Cannabis used for hemp production has been selected for other traits, including a low THC content, so as to comply with the 2018 Farm Bill. Consequently, many varieties of hemp produce significant quantities of CBD.

As interest in CBD as a medicine has grown, many breeders have crossed high-CBD hemp with cannabis. These strains have little or no THC, 1:1 ratios of THC and CBD, or some have a high-THC content along with significant amounts of CBD (3% or more).

Seeds for these varieties are now widely available online and through dispensaries. It should be noted, however, that any plant grown from these seeds is not guaranteed to produce high levels of CBD, as it takes many years to create a seed line that produces consistent results. A grower looking to produce cannabis with a certain THC to CBD ratio will need to grow from a tested and proven clone or seed.

How to germinate marijuana seeds

Germination is the process in which a seed sprouts and begins to grow into a new plant. Also referred to as “popping,” germination is the very first step in starting your weed grow.

Marijuana seeds can be acquired from an array of sources and can vary in quality. For more info on how to buy marijuana seeds, check out our Guide to buying cannabis seeds.

Cannabis seeds require three things to germinate: water, heat, and air. There are many methods to germinate seeds, but for the most common and simplest method, you will need:

  • Two clean plates
  • Four paper towels
  • Seeds
  • Distilled water

Step 1

Take four sheets of paper towels and soak them with distilled water. The towels should be soaked but shouldn’t have excess water running off.

Step 2

Take two of the paper towels and place them on a plate. Then, place the marijuana seeds at least an inch apart from each other and cover them with the remaining two water-soaked paper towels.

Step 3

To create a dark, protected space, take another plate and flip it over to cover the seeds, like a dome.

Step 4

Make sure the area the seeds are in is warm, somewhere between 70-85°F.

After completing these steps, it’s time to wait. Check the paper towels once a day to make sure they’re still saturated, and if they are losing moisture, apply more water to keep the seeds happy.

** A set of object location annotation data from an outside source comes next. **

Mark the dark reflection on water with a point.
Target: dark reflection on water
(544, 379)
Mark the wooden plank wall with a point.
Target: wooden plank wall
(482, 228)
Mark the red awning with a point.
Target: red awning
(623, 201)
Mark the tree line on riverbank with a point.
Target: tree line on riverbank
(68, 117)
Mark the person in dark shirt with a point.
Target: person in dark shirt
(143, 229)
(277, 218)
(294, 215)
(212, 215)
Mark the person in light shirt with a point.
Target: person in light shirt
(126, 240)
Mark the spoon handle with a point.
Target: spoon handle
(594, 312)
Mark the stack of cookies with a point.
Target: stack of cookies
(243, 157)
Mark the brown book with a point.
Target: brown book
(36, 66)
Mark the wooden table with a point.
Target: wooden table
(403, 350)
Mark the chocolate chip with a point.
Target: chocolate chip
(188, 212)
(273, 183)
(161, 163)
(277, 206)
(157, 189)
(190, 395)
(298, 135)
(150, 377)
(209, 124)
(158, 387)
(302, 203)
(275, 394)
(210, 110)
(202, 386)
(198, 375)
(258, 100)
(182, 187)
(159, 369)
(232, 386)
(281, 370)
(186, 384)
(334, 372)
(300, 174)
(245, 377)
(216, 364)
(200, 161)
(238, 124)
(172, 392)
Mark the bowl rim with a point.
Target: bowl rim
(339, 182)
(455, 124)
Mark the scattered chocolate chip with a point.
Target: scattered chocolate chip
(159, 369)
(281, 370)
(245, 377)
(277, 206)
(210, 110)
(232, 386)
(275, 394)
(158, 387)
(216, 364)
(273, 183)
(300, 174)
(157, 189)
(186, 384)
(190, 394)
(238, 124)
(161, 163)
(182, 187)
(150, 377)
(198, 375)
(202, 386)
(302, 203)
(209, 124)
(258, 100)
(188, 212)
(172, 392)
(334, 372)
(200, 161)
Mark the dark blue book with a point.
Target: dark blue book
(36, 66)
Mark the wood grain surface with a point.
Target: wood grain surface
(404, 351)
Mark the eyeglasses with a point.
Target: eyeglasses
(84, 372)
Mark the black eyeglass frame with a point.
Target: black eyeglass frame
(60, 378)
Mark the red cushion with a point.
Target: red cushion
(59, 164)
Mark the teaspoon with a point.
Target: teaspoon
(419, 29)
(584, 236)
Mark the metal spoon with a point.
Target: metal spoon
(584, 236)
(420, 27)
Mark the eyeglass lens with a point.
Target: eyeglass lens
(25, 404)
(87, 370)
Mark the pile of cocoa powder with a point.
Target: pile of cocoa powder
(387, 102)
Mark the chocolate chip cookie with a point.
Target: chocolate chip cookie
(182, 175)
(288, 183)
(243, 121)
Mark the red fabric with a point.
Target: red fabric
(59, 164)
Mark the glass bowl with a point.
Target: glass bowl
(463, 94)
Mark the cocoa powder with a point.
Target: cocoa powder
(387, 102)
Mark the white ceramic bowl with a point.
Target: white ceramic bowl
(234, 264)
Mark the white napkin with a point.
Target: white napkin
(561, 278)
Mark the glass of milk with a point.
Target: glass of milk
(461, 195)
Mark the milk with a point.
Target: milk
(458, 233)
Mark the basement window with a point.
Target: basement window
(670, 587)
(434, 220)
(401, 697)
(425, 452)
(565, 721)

See also  Buy single cannabis seeds online

Some seeds germinate very rapidly while others can take a while, but generally, seeds should germinate in 3-10 days. If it’s been two weeks and a seed hasn’t sprouted, it’s probably a dud and won’t sprout.

A seed has germinated once the seed splits and a single sprout appears. The sprout is the taproot, which will become the main stem of the plant, and seeing it is a sign of successful germination.

It’s important to keep the delicate seed sterile, so don’t touch the seed or taproot as it begins to split.

Transplanting germinated cannabis seeds

Once you see the taproot, it’s time to transfer your germinated seed into its growing medium, such as soil.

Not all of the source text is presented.